Cities Force Businesses to Oversupply Parking Spaces. A Lawsuit Says That’s Unconstitutional.

Recently, zoning laws have received a lot (and well-deserved) negative press for increasing housing costs and driving residents away. They also prohibit people from using their property to its highest and most beneficial uses. Even in the few rare municipalities without a comprehensive code of zoning, officials have many tools that can make it difficult for budding entrepreneurs.

This includes Pasadena (Texas) that is not zoned. Azael Sepulveda is prohibited from opening an auto body shop in his home without 23 more parking spaces. Sepulveda states that there is too much parking on his property. And even if it were, it would still be a huge expense.

He said, “I have put all my resources into growing my business and providing for my family.” I’ve been operating with just a few parking spots for many years without any problems. The city has stopped me from realizing my dreams and is threatening to take me out of business.”

Sepulveda sued Pasadena at the District Court for Harris County in December. He claims the parking regulations in the city violate Texas Constitution guarantees of economic liberty, equal protection.

Sepulveda was granted a temporary injunction by a Harris County Judge to allow him to move into his new home while the case continues. That’s a good sign for the lawsuit and a welcome break for his business, says Tori Clark, an attorney with the Institute for Justice—the public interest law firm representing Sepulveda.

Clark says that Clark is able to give Clark a break from paying the mortgage and lease payments on his current property. Reason. This is a temporary injunction. It is possible that the client might open his new store and have it shut down.

Sepulveda opened his first auto shop, Oz Mechanics in Pasadena in 2013. He invested all of his savings in a garage and purchased it in July 2021.

Sepulveda also knew that the previous owner owned a body shop which had been unassisted by the city for many decades. This led Sepulveda assumes that he would not have problems moving his business to there.

However, when he tried to get the Permit he required to open his shop, Pasadena’s newly updated Parking Ordinance stated that auto body shops must have 5.5 spaces per 1,000 feet. This meant that his shop would need to include 28 additional spaces. That’s 23 more than the current number.

His complaint states that Sepulveda customers seldom use more than two spaces per day. This is something the property’s five existing spaces can easily accommodate.
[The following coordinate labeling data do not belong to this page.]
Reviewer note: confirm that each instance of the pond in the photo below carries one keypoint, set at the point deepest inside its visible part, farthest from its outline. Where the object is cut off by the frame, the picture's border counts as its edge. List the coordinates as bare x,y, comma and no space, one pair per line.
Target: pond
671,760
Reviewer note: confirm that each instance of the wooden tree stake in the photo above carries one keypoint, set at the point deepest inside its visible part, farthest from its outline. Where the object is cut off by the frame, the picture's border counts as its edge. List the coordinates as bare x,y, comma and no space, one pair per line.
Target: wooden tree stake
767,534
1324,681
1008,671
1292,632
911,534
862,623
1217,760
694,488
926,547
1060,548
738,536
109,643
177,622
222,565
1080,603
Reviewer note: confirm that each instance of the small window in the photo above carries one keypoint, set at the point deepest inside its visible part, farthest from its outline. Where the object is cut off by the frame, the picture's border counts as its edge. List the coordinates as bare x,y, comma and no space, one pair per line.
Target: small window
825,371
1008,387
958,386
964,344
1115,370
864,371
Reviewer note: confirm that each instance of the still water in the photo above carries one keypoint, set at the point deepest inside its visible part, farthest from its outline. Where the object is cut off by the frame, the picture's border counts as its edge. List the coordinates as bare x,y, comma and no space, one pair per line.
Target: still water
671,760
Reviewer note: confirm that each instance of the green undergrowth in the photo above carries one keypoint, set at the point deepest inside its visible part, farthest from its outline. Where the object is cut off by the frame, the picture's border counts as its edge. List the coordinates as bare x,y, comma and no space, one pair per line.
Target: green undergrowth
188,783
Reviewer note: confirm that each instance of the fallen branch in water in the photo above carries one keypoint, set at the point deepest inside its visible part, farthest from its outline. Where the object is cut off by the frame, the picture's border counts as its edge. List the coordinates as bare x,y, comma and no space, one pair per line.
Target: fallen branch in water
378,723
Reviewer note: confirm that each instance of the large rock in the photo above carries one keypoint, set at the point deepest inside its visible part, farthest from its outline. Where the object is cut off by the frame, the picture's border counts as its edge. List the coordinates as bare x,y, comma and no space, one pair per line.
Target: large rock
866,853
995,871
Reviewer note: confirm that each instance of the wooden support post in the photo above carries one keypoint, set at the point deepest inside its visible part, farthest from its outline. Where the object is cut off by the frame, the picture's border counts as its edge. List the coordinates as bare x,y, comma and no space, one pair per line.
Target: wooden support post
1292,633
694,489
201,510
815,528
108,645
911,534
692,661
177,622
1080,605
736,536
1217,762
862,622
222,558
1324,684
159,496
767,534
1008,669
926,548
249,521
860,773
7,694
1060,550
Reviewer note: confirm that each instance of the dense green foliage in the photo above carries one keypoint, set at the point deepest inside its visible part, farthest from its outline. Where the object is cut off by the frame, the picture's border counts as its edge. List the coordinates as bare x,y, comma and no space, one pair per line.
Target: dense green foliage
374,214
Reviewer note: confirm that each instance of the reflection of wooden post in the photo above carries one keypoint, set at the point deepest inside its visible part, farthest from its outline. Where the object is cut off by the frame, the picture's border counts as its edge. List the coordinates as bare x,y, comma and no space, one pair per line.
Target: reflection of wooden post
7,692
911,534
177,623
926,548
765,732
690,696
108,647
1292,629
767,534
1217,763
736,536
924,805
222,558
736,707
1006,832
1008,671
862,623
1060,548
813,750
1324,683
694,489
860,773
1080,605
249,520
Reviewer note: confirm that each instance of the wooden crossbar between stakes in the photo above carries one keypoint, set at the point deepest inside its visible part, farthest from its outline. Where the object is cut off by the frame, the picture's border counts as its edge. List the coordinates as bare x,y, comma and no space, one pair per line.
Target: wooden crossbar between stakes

He doesn’t own the space and the extra 23 spaces wouldn’t fit onto the property.

Sepulveda should have received a variance for the financial burden and physical inability to meet the city’s parking requirements. He was encouraged by city planners to request one in October 2021.

Then things got bizarre.

Initial staff at the city wouldn’t confirm they had received Sepulveda’s application. Sepulveda attempted to cancel his $400 application fee but the city wouldn’t accept it. That initial silence precipitated a month of back-and-forth communication between Sepulveda’s attorneys and the city; the former continually asking what the status of the application was, and the latter refusing to say why it wasn’t being considered.

Sepulveda was left without other options and sued Pasadena for damages in December. At a time parking requirements are being scrutinized more closely, the lawsuit was filed in December.

Experts of libertarian leaning argue that these regulations make it more difficult for developers and businesses to build parking lots than is possible in a free market. They are disliked by progressives who favor regulations because they encourage people to take transit more than driving.

Parking minimums can have a negative impact on land use and increase overall development costs. Sometimes projects are completely ineligible, such as a restaurant or apartment building.

Cities are beginning to relax or completely eliminate parking restrictions due to these negative consequences. This results in lower rents, and commercially more viable properties.

Clark points out that Houston, a neighbor, is able to make it work while only requiring half as much parking space for repair shops. Pasadena’s regulations, which have lower minimum parking requirements than other cities, are not only unnecessary but unconstitutional she states.

She says, “The city cannot point to any evidence why auto repair shops, specifically Mr. Sepulveda, need as many parking spaces it demands.”

Sepulveda claims that this lack of evidence, combined with Sepulveda placing a burden on Sepulveda’s business, amounts to a violation Texas Constitution’s guarantees economic liberty and private property right. The city required that Sepulveda’s business have parking spaces that are larger than those of hotels and gyms. This is alleged in the lawsuit.

Clark states that a trial date has been set for June. It is an opportunity to safeguard her client as well as other Pasadena-based businesses from regulations that could impose high costs and not provide any benefits.

Sepulveda says she doesn’t believe the city has a valid reason to demand Sepulveda. He said, “Complimenting with these demands would be physically impossible. It is keeping him from opening his store and making sure his family is taken good care of.”